There were further alarm bells when images from our engineer’s report showed a yellow Ferrari California under some tarpaulin at the claimant’s premises. Investigations revealed that the Ferrari was the subject of a separate claim being dealt with by another insurance company.
The claimant’s case was that he purchased the Lamborghini in August 2018 to start a supercar rental company. However, he failed to explain why he owned the vehicle for a year before allegedly doing anything in relation to his business.
He was ordered to disclose documents including bank statements, profit and loss accounts, and booking records. He denied the existence of these documents, stating his business had not got off the ground. He claimed the two hire agreements for the Lamborghini were in return for work done to it. We said that any vehicle loans were still transactions of the company with a financial value and there must be some documentation or records available. At this point, the claimant’s solicitors came off record.

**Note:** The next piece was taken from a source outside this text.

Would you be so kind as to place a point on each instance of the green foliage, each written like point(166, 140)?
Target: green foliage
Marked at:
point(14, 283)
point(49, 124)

Regarding the repairs, the claimant stated that he had his vehicle ‘temporarily repaired’ in February 2020 to render it roadworthy, but that the COVID-19 pandemic affected requests for the vehicle. He produced a word document invoice (therefore alterable and editable) from a garage suggesting the repairs had been completed for just GBP 2,900. The garage’s Facebook page confirmed that it did repair the vehicle, but the images suggested that this was a full repair and not a temporary one.
The claimant continued as a litigant in person. Due to his previous employment having worked at a law firm and being director of a claims management company, the claimant was able to conduct the litigation himself.
The matter was listed for a two-day trial. Under pressure, the claimant requested a drop hands settlement shortly before trial. We informed the claimant this was not an option, but that we would agree to him withdrawing his claim if he made a significant contribution towards our costs.
The claimant rejected the offer for him to discontinue his claim on the basis that he made a substantial contribution in relation to costs. The claimant had not complied fully with directions and his updated schedule of loss did not, perhaps conveniently, carry the correct statement of truth. On the morning of the application hearing the claimant said he had covid symptoms and would be unable to attend.
The initial court order had stated that the trial fee was to be paid after the trial. We obtained a further order that the fee had to be paid before the relisted trial. The claimant did not pay the fee. Despite there being an order for a strike out in the absence of payment the judge elected not to do so. The Claimant had, unbeknownst to the parties, written to the Court requesting that his claim be dismissed with no order as to costs. We proceeded to trial, where the Claimant again did not attend the hearing.
The claim was struck out resulting in a significant saving of over GBP 1.3 million. The judge also ordered that the claimant pay an interim payment of GBP 40,000 on account of costs. This represents a great outcome for Clyde & Co and Covea, particularly given the claimant had sought a drop hands offer close to trial. We are currently reviewing enforcement options.
Whilst suspicious, high value damage claims where significant losses are allegedly ongoing can present a real challenge to insurers, this case demonstrates the benefits of thorough and early investigations followed by the adoption of a robust stance in the face of a significant claim.